Agree with David that configuration files and other generated evidence, do not typically have copyright asserted on the contents.

ljharb commented 4 months ago

@kestewart In which ecosystems is this a common and "non-discouraged" pattern?

david-a-wheeler commented 4 months ago

Agree with David that configuration files and other generated evidence, do not typically have copyright asserted on the contents.

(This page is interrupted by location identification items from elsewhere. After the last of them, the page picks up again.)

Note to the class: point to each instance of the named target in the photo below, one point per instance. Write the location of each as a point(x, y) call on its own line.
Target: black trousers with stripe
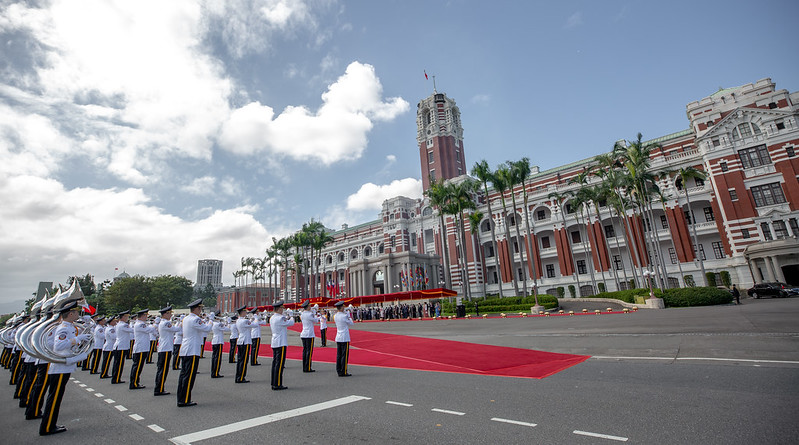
point(175, 357)
point(216, 360)
point(162, 370)
point(278, 361)
point(342, 357)
point(241, 362)
point(307, 353)
point(188, 374)
point(135, 371)
point(256, 345)
point(232, 353)
point(36, 399)
point(55, 393)
point(119, 365)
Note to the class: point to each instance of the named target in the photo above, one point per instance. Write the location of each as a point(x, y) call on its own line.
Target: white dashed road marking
point(258, 421)
point(398, 403)
point(601, 436)
point(446, 411)
point(514, 422)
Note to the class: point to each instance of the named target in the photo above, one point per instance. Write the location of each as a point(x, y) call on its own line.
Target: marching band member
point(166, 338)
point(193, 331)
point(65, 338)
point(218, 328)
point(121, 346)
point(108, 346)
point(234, 337)
point(307, 336)
point(243, 345)
point(99, 341)
point(343, 322)
point(278, 323)
point(141, 347)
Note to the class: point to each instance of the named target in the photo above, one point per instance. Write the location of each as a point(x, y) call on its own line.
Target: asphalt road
point(715, 375)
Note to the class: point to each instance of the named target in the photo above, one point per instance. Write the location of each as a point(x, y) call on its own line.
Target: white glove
point(77, 358)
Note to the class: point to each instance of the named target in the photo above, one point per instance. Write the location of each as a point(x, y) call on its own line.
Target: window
point(718, 250)
point(709, 214)
point(768, 194)
point(754, 156)
point(780, 230)
point(766, 231)
point(794, 226)
point(701, 252)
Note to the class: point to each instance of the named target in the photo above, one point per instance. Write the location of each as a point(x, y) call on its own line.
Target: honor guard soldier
point(234, 337)
point(99, 342)
point(166, 339)
point(108, 346)
point(218, 328)
point(278, 323)
point(256, 336)
point(307, 336)
point(243, 345)
point(121, 346)
point(65, 338)
point(194, 329)
point(343, 322)
point(141, 347)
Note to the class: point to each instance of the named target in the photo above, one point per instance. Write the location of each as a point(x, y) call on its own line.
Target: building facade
point(209, 272)
point(741, 219)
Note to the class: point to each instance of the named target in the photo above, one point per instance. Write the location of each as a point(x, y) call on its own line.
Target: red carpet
point(424, 354)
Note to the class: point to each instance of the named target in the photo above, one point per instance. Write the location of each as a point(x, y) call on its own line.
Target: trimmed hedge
point(682, 297)
point(509, 304)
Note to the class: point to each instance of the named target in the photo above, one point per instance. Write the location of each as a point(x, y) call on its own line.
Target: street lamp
point(648, 274)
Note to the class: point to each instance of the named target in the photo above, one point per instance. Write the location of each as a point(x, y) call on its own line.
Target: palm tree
point(560, 199)
point(685, 173)
point(502, 182)
point(483, 173)
point(437, 194)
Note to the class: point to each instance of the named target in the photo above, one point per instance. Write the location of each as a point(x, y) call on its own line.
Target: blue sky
point(147, 135)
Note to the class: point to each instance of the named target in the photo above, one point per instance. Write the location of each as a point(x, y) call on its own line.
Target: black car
point(769, 290)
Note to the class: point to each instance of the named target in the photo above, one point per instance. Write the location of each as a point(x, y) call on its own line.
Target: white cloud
point(574, 20)
point(64, 232)
point(371, 196)
point(336, 132)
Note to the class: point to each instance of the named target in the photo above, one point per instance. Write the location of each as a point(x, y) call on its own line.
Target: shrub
point(711, 278)
point(696, 296)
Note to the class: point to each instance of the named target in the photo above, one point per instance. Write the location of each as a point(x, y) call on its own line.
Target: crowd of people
point(170, 341)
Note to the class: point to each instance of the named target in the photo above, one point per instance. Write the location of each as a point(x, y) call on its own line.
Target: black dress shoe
point(58, 429)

A minor nit: The gold badge currently only requires per-file license statements for source files. Configuration files are often not generated evidence, but since they also aren't normally source files, there's no gold requirement for per-file license statements in typical configuration files (unless they're also source files). I am NOT a lawyer, but my understanding is that it's often pointless to try to claim copyright on configuration files. Copyright law only covers expression. This makes claiming copyright over configuration files often dubious (depending on the circumstance). See this discussion: https://groups.drupal.org/node/17555. No one here is suggesting that license statements be required in every configuration file, but I thought it'd be worth clarifying that there are good reasons for that. You can do it if you want to of course :-).

kwwall commented 4 months ago

Configuration file vs source file can get a bit fuzzy at times when it concerns the whole "infrastructure as code" paradigm, but as long as the gold badge standard doesn't get too draconian and leave those choices to the development teams, I think it will work out fine.